21-04-2026 01:35 - Francophonie : en Mauritanie, une candidature qui interroge face au recul du français dans l’administration
TRUST MAGAZINE - Alors que Nouakchott porte la candidature de Dr Coumba Bâ à la tête de l’Organisation internationale de la Francophonie, des voix critiques s’élèvent au sein même du pays.
Le journaliste mauritanien Hacen Lebatt dénonce un paradoxe qu’il juge difficilement compréhensible, dans un contexte marqué par la marginalisation croissante de la langue française.
La candidature de la Mauritanie au poste de Secrétaire générale de l’Organisation internationale de la Francophonie, portée par Dr Coumba Bâ, continue de susciter débats et interrogations.
Si les autorités mettent en avant une ambition diplomatique stratégique et une volonté de renforcer le rôle de l’espace francophone, certains observateurs pointent une contradiction de fond.
C’est le cas du journaliste mauritanien Hacen Lebatt, pour qui cette démarche apparaît comme un « paradoxe incompréhensible ». Dans une publication sur sa page Facebook, il met en lumière le décalage entre l’ambition affichée à l’international et les pratiques linguistiques actuellement en vigueur au niveau national.

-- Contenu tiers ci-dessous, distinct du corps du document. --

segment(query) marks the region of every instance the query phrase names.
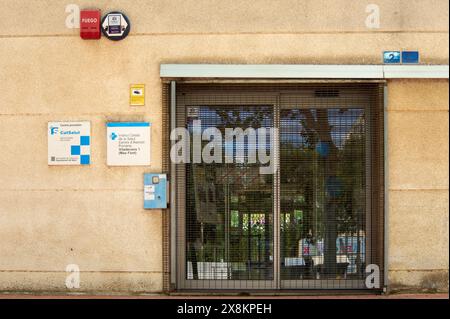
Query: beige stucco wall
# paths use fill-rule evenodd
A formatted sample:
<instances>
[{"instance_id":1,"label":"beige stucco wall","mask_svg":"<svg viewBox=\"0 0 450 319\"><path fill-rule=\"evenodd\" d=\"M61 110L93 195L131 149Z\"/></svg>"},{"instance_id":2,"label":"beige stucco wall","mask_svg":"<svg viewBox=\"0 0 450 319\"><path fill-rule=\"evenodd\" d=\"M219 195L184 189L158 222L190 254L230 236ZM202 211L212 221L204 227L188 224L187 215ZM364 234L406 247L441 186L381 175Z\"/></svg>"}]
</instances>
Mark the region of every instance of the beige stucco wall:
<instances>
[{"instance_id":1,"label":"beige stucco wall","mask_svg":"<svg viewBox=\"0 0 450 319\"><path fill-rule=\"evenodd\" d=\"M389 279L448 289L448 81L388 83Z\"/></svg>"},{"instance_id":2,"label":"beige stucco wall","mask_svg":"<svg viewBox=\"0 0 450 319\"><path fill-rule=\"evenodd\" d=\"M81 291L161 291L162 212L142 209L142 174L161 170L159 65L377 64L385 49L448 64L447 1L377 1L367 29L371 2L0 0L0 291L68 291L72 263ZM69 3L124 11L130 36L81 40ZM432 285L448 276L448 81L391 81L388 114L390 279ZM91 121L91 165L47 165L53 120ZM106 166L109 120L152 123L150 167Z\"/></svg>"}]
</instances>

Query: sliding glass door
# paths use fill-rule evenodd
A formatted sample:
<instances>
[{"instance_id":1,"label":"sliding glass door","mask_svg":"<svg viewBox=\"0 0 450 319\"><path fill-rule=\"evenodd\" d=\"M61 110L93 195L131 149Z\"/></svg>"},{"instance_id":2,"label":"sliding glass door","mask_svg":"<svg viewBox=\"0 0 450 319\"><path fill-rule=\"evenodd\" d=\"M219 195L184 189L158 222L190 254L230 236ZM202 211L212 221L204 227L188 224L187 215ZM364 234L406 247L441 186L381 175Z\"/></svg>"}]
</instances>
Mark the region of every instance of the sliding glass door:
<instances>
[{"instance_id":1,"label":"sliding glass door","mask_svg":"<svg viewBox=\"0 0 450 319\"><path fill-rule=\"evenodd\" d=\"M281 286L363 288L365 106L286 100L280 112Z\"/></svg>"},{"instance_id":2,"label":"sliding glass door","mask_svg":"<svg viewBox=\"0 0 450 319\"><path fill-rule=\"evenodd\" d=\"M366 288L366 266L380 260L369 93L178 93L177 125L191 151L176 170L180 289ZM259 154L272 171L262 173L269 164Z\"/></svg>"},{"instance_id":3,"label":"sliding glass door","mask_svg":"<svg viewBox=\"0 0 450 319\"><path fill-rule=\"evenodd\" d=\"M268 106L195 106L189 111L191 136L208 128L225 137L226 129L273 125L273 107ZM259 164L248 163L248 150L255 145L248 138L242 141L222 139L217 162L203 158L187 167L188 280L250 281L254 287L259 284L252 281L273 280L273 175L260 175ZM202 142L202 151L208 143ZM232 161L226 160L227 153Z\"/></svg>"}]
</instances>

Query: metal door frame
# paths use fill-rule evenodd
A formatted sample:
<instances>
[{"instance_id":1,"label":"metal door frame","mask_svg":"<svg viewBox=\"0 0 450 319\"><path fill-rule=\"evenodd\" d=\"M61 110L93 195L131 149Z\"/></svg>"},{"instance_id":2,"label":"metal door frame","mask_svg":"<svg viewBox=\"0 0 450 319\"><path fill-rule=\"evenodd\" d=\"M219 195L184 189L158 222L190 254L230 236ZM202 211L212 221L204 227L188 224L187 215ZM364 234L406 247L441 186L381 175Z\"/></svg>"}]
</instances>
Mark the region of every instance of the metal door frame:
<instances>
[{"instance_id":1,"label":"metal door frame","mask_svg":"<svg viewBox=\"0 0 450 319\"><path fill-rule=\"evenodd\" d=\"M380 82L380 81L376 81ZM323 84L324 82L321 82ZM348 81L346 82L349 83ZM352 82L350 82L352 83ZM353 84L358 84L358 82L354 82ZM211 94L213 94L212 90L208 90ZM275 98L276 102L273 104L274 107L274 126L279 128L279 113L282 109L280 96L281 94L286 94L287 92L281 93L280 90L274 90L269 93L269 96ZM263 94L264 95L264 94ZM267 96L265 96L267 97ZM180 116L181 119L177 117L177 114L180 113L178 110L180 105L184 105L184 109L186 107L185 104L179 103L180 98L177 98L176 93L176 82L171 81L171 129L175 127L179 127L180 124L184 125L186 120L186 115ZM181 99L182 100L182 99ZM254 105L267 105L266 102L261 103L253 103ZM211 104L208 104L210 106ZM233 105L233 104L230 104ZM241 104L243 105L243 104ZM251 104L250 104L251 105ZM200 105L199 105L200 106ZM347 106L348 107L348 106ZM355 106L354 108L361 108L361 106ZM370 135L371 134L371 105L366 105L365 116L366 116L366 178L370 178L371 176L371 163L372 159L371 148L370 148ZM184 126L183 126L184 127ZM337 282L339 280L281 280L280 278L280 167L279 167L279 132L276 137L276 141L274 142L275 147L275 156L277 158L276 165L277 170L275 172L274 181L273 181L273 279L272 280L187 280L184 277L186 267L185 267L185 184L179 185L177 183L180 181L180 178L185 182L185 164L171 164L171 266L170 266L170 282L177 290L195 290L195 289L209 289L209 290L279 290L279 289L335 289L335 288L348 288L348 289L366 289L364 282L359 282L358 285L352 283L353 280L342 280L344 283L348 283L348 287L346 285L342 285L342 283L337 286L334 284L332 286L324 286L321 282L326 281L328 284L330 282ZM173 145L173 143L171 143ZM370 221L372 218L372 214L374 212L371 211L370 203L371 203L371 186L372 182L370 179L366 179L366 241L370 240L372 237L370 231ZM365 246L365 258L366 261L370 258L370 247L367 242ZM366 263L367 264L367 263ZM300 284L300 285L299 285Z\"/></svg>"}]
</instances>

« Le Parlement mauritanien interdit désormais strictement aux députés de s’exprimer en français. Les ministères ont émis des circulaires officielles proscrivant l’usage du français dans les correspondances administratives. Tous les discours officiels sont totalement dépourvus de français, et même la page officielle de la Présidence de la République ne contient pas une seule ligne dans cette langue », relève-t-il.
Pour le journaliste, ce tournant dépasse la simple réforme administrative : « Ce changement reflète une volonté souveraine légitime, fondée sur l’histoire et l’identité du pays, ainsi qu’un désir de réorganiser les priorités linguistiques de l’État ». Toutefois, il estime que cette orientation entre en contradiction directe avec les ambitions affichées au sein de la Francophonie.
« Il existe une contradiction évidente entre la mise à l’écart du français en Mauritanie et la candidature à la tête d’une organisation chargée de promouvoir cette langue à l’échelle mondiale », insiste Hacen Lebatt.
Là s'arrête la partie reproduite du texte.